DEV Community

Rafael Ferres
Rafael Ferres

Posted on

Building a Production-Grade Vector Database in Rust: What We Shipped

A deep-dive into the latest FerresDB updates — from HNSW auto-tuning and PolarQuant compression to Point-in-Time Recovery, cross-encoder reranking, and a distributed Raft foundation.


Over the past few months, FerresDB has grown from a focused vector search PoC into something that increasingly resembles a production system. This post walks through everything we've shipped recently — the architectural decisions, the tradeoffs, and the honest "here's why we did it this way" behind each feature.

If you're building RAG pipelines, recommendation systems, or any kind of semantic search on top of Rust, this is the kind of update post you'd want to read before picking your stack.


The Baseline: What FerresDB Already Had

Before diving into the new stuff, a quick recap of the foundation:

  • HNSW index with Cosine, Euclidean, and Dot Product metrics
  • WAL (Write-Ahead Log) with periodic snapshots and crash recovery
  • Hybrid search combining vector similarity with BM25 full-text scoring
  • Scalar Quantization (SQ8) — compressing f32 vectors to u8 for ~4× memory reduction
  • Tiered storage (Hot/Warm/Cold) backed by memory-mapped files
  • WebSocket streaming for real-time upserts and subscriptions
  • OpenTelemetry tracing with per-span attributes for every search operation
  • RBAC with API keys, roles, and granular per-collection permissions

That's the baseline. Here's what came next.

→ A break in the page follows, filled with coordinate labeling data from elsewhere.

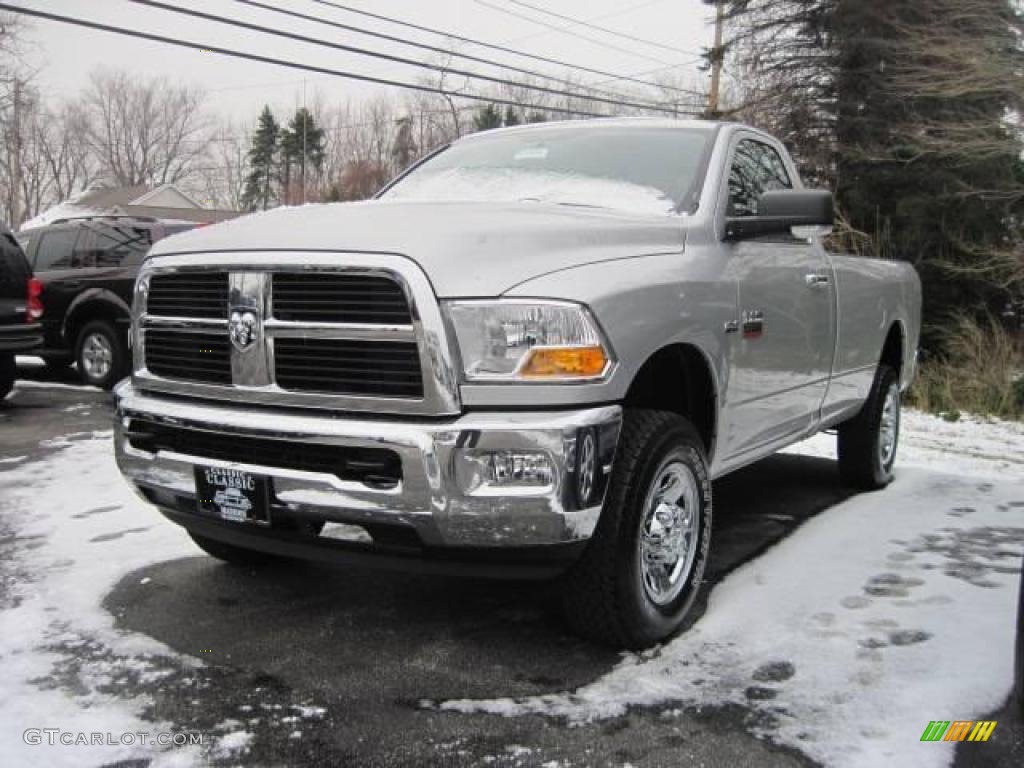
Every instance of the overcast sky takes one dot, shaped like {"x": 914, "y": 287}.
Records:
{"x": 66, "y": 54}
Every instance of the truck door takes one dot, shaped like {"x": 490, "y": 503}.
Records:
{"x": 781, "y": 346}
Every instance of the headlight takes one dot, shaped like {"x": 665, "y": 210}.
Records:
{"x": 525, "y": 340}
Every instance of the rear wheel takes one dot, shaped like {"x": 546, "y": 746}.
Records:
{"x": 867, "y": 441}
{"x": 642, "y": 570}
{"x": 231, "y": 554}
{"x": 7, "y": 370}
{"x": 101, "y": 354}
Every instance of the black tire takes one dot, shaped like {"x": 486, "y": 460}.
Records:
{"x": 231, "y": 554}
{"x": 8, "y": 369}
{"x": 604, "y": 595}
{"x": 861, "y": 461}
{"x": 116, "y": 341}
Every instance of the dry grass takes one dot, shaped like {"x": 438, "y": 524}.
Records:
{"x": 981, "y": 373}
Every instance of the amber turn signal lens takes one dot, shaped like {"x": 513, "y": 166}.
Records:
{"x": 571, "y": 361}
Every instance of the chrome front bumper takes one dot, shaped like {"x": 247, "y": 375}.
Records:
{"x": 441, "y": 496}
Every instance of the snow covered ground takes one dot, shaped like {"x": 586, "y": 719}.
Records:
{"x": 70, "y": 529}
{"x": 843, "y": 641}
{"x": 881, "y": 614}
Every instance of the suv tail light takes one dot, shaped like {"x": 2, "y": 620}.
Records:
{"x": 35, "y": 307}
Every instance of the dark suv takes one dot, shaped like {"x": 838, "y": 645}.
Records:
{"x": 19, "y": 308}
{"x": 87, "y": 268}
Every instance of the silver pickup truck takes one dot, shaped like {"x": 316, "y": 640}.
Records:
{"x": 529, "y": 355}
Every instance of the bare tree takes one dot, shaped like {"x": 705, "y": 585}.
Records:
{"x": 143, "y": 132}
{"x": 65, "y": 150}
{"x": 223, "y": 175}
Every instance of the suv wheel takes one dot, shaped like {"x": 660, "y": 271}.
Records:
{"x": 7, "y": 370}
{"x": 101, "y": 354}
{"x": 641, "y": 571}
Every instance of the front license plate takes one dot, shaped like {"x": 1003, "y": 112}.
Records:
{"x": 232, "y": 495}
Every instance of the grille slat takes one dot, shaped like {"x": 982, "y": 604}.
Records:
{"x": 188, "y": 355}
{"x": 375, "y": 467}
{"x": 327, "y": 366}
{"x": 339, "y": 298}
{"x": 188, "y": 294}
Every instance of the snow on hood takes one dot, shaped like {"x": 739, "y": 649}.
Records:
{"x": 515, "y": 184}
{"x": 466, "y": 249}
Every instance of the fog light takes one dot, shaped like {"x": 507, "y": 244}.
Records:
{"x": 587, "y": 463}
{"x": 508, "y": 468}
{"x": 496, "y": 472}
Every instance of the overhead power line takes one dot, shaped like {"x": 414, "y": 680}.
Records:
{"x": 569, "y": 32}
{"x": 395, "y": 58}
{"x": 605, "y": 30}
{"x": 284, "y": 62}
{"x": 482, "y": 44}
{"x": 422, "y": 46}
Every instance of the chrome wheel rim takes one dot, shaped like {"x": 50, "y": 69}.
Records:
{"x": 889, "y": 427}
{"x": 97, "y": 355}
{"x": 669, "y": 532}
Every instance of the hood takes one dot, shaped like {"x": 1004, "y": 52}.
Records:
{"x": 466, "y": 249}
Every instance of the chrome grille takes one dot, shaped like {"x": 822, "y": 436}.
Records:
{"x": 188, "y": 295}
{"x": 188, "y": 355}
{"x": 348, "y": 367}
{"x": 339, "y": 298}
{"x": 340, "y": 331}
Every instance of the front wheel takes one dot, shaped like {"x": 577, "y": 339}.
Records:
{"x": 867, "y": 441}
{"x": 101, "y": 354}
{"x": 642, "y": 570}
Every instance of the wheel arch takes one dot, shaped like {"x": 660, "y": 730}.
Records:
{"x": 894, "y": 348}
{"x": 681, "y": 379}
{"x": 92, "y": 305}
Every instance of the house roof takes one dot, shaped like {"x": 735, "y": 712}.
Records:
{"x": 108, "y": 197}
{"x": 166, "y": 190}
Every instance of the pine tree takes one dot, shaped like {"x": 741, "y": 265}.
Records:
{"x": 487, "y": 117}
{"x": 301, "y": 146}
{"x": 403, "y": 150}
{"x": 262, "y": 162}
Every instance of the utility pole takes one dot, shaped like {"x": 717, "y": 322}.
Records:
{"x": 304, "y": 114}
{"x": 15, "y": 162}
{"x": 717, "y": 55}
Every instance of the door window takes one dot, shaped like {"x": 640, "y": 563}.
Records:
{"x": 757, "y": 168}
{"x": 55, "y": 250}
{"x": 114, "y": 245}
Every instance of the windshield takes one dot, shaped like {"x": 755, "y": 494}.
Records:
{"x": 637, "y": 169}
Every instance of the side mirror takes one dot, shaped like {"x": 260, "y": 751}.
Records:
{"x": 781, "y": 210}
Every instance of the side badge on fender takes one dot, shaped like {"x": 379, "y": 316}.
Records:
{"x": 754, "y": 324}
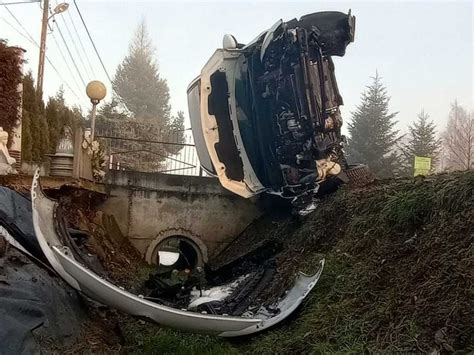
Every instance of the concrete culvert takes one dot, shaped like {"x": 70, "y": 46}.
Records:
{"x": 178, "y": 252}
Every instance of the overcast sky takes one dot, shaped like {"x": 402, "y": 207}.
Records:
{"x": 423, "y": 50}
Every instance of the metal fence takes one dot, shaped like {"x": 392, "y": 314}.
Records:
{"x": 174, "y": 153}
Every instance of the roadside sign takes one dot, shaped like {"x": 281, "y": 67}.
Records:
{"x": 422, "y": 166}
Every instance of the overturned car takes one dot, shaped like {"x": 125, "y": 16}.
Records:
{"x": 265, "y": 116}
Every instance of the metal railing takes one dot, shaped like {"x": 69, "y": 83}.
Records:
{"x": 172, "y": 153}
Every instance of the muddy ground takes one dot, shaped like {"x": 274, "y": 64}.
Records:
{"x": 399, "y": 275}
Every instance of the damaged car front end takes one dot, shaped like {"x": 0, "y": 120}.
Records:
{"x": 265, "y": 116}
{"x": 200, "y": 315}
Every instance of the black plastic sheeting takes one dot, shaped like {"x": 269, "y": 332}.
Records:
{"x": 16, "y": 218}
{"x": 36, "y": 308}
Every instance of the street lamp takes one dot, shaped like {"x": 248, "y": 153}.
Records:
{"x": 96, "y": 91}
{"x": 44, "y": 26}
{"x": 59, "y": 8}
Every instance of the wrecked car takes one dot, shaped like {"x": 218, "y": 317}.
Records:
{"x": 265, "y": 116}
{"x": 225, "y": 310}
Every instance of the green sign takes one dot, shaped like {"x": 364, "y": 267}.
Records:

PolarQuant: A Different Approach to Vector Compression

SQ8 works by calibrating per-dimension min/max/scale parameters and mapping each f32 value to a u8. It's effective, but it has overhead: 3 × dim × 4 bytes of calibration data per index, and a calibration step that samples up to 10K vectors before the index is usable.

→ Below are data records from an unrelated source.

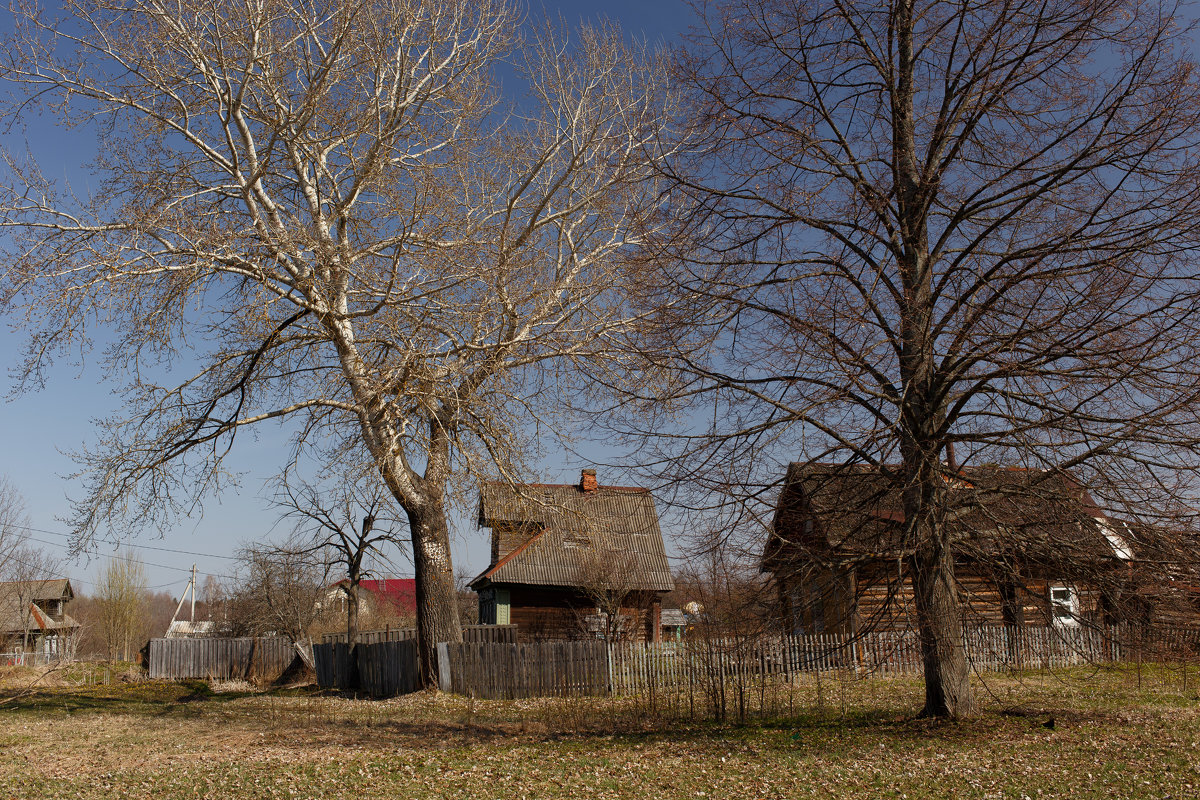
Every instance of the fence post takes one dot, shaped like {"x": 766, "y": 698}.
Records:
{"x": 444, "y": 666}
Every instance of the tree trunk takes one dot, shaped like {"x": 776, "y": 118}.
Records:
{"x": 940, "y": 625}
{"x": 1013, "y": 613}
{"x": 353, "y": 679}
{"x": 437, "y": 607}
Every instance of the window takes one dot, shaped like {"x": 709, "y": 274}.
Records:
{"x": 1063, "y": 606}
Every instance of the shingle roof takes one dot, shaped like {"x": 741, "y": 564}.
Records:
{"x": 858, "y": 511}
{"x": 569, "y": 529}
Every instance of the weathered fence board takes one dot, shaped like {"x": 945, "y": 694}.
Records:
{"x": 385, "y": 668}
{"x": 502, "y": 671}
{"x": 221, "y": 659}
{"x": 709, "y": 667}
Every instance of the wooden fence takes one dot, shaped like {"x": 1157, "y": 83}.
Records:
{"x": 385, "y": 668}
{"x": 469, "y": 633}
{"x": 223, "y": 659}
{"x": 701, "y": 666}
{"x": 531, "y": 669}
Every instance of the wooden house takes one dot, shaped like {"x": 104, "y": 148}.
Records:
{"x": 34, "y": 619}
{"x": 1029, "y": 547}
{"x": 576, "y": 560}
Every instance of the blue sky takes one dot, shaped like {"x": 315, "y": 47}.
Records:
{"x": 40, "y": 427}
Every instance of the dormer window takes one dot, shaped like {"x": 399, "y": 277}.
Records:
{"x": 1063, "y": 606}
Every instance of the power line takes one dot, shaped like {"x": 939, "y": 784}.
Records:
{"x": 143, "y": 547}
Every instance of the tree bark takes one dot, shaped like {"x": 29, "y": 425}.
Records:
{"x": 352, "y": 632}
{"x": 940, "y": 624}
{"x": 437, "y": 611}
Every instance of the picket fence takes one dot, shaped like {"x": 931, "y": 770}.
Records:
{"x": 223, "y": 659}
{"x": 707, "y": 665}
{"x": 385, "y": 668}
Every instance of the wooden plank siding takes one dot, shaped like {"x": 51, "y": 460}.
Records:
{"x": 221, "y": 659}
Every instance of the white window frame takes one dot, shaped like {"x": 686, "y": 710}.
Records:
{"x": 1068, "y": 603}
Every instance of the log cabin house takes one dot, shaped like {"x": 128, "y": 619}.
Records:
{"x": 575, "y": 560}
{"x": 34, "y": 619}
{"x": 1029, "y": 547}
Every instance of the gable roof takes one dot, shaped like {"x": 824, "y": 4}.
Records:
{"x": 35, "y": 590}
{"x": 568, "y": 529}
{"x": 21, "y": 605}
{"x": 993, "y": 511}
{"x": 400, "y": 593}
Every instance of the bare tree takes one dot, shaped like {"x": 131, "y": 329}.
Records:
{"x": 279, "y": 593}
{"x": 120, "y": 605}
{"x": 607, "y": 577}
{"x": 13, "y": 527}
{"x": 342, "y": 533}
{"x": 329, "y": 211}
{"x": 927, "y": 227}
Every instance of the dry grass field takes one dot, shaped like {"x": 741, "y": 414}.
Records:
{"x": 1114, "y": 737}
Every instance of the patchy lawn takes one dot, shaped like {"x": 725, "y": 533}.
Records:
{"x": 1110, "y": 738}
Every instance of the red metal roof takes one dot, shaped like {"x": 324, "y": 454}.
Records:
{"x": 401, "y": 593}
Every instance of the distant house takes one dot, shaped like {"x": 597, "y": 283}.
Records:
{"x": 1029, "y": 547}
{"x": 391, "y": 597}
{"x": 573, "y": 560}
{"x": 34, "y": 619}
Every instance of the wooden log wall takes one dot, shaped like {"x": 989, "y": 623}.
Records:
{"x": 469, "y": 633}
{"x": 221, "y": 659}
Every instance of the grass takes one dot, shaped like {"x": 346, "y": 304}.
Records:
{"x": 1111, "y": 737}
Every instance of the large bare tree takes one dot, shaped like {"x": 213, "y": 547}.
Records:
{"x": 327, "y": 214}
{"x": 929, "y": 226}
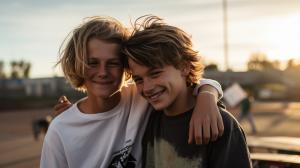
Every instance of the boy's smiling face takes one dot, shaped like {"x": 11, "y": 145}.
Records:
{"x": 104, "y": 75}
{"x": 162, "y": 87}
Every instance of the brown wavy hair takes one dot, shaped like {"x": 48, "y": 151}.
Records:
{"x": 153, "y": 43}
{"x": 73, "y": 52}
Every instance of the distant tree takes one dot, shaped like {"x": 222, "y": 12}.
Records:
{"x": 14, "y": 72}
{"x": 20, "y": 69}
{"x": 2, "y": 74}
{"x": 211, "y": 67}
{"x": 259, "y": 61}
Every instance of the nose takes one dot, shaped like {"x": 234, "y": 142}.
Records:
{"x": 148, "y": 86}
{"x": 102, "y": 71}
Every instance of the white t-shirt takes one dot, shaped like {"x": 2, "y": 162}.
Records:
{"x": 109, "y": 139}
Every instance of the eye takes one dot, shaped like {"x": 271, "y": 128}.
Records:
{"x": 137, "y": 80}
{"x": 155, "y": 74}
{"x": 114, "y": 64}
{"x": 92, "y": 63}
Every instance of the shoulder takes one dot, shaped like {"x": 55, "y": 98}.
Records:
{"x": 58, "y": 122}
{"x": 231, "y": 125}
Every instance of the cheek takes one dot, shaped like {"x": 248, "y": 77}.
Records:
{"x": 139, "y": 88}
{"x": 90, "y": 72}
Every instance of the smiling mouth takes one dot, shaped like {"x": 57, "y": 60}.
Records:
{"x": 103, "y": 83}
{"x": 155, "y": 96}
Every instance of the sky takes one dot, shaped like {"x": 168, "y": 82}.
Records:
{"x": 33, "y": 30}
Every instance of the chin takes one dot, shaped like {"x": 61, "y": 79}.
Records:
{"x": 157, "y": 107}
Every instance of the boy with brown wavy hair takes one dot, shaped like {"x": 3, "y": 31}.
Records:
{"x": 165, "y": 69}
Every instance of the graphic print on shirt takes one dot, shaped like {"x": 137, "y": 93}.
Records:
{"x": 163, "y": 154}
{"x": 123, "y": 158}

PolarQuant takes a different approach. Instead of per-dimension calibration, it encodes each vector as a polar coordinate decomposition — a final radius f32 plus a sequence of angles, each quantized to u8 using fixed angular boundaries [0, 2π].

polar_encode(v)  (radius: f32, angles: Vec<u8>)
polar_decode(r, angles)  Vec<f32>  // approximate reconstruction
Enter fullscreen mode Exit fullscreen mode

The key insight: angular boundaries are mathematically fixed. There's no calibration step, no per-block parameters, and no "warm-up" phase before the index is ready. You feed points in, and the index is immediately usable.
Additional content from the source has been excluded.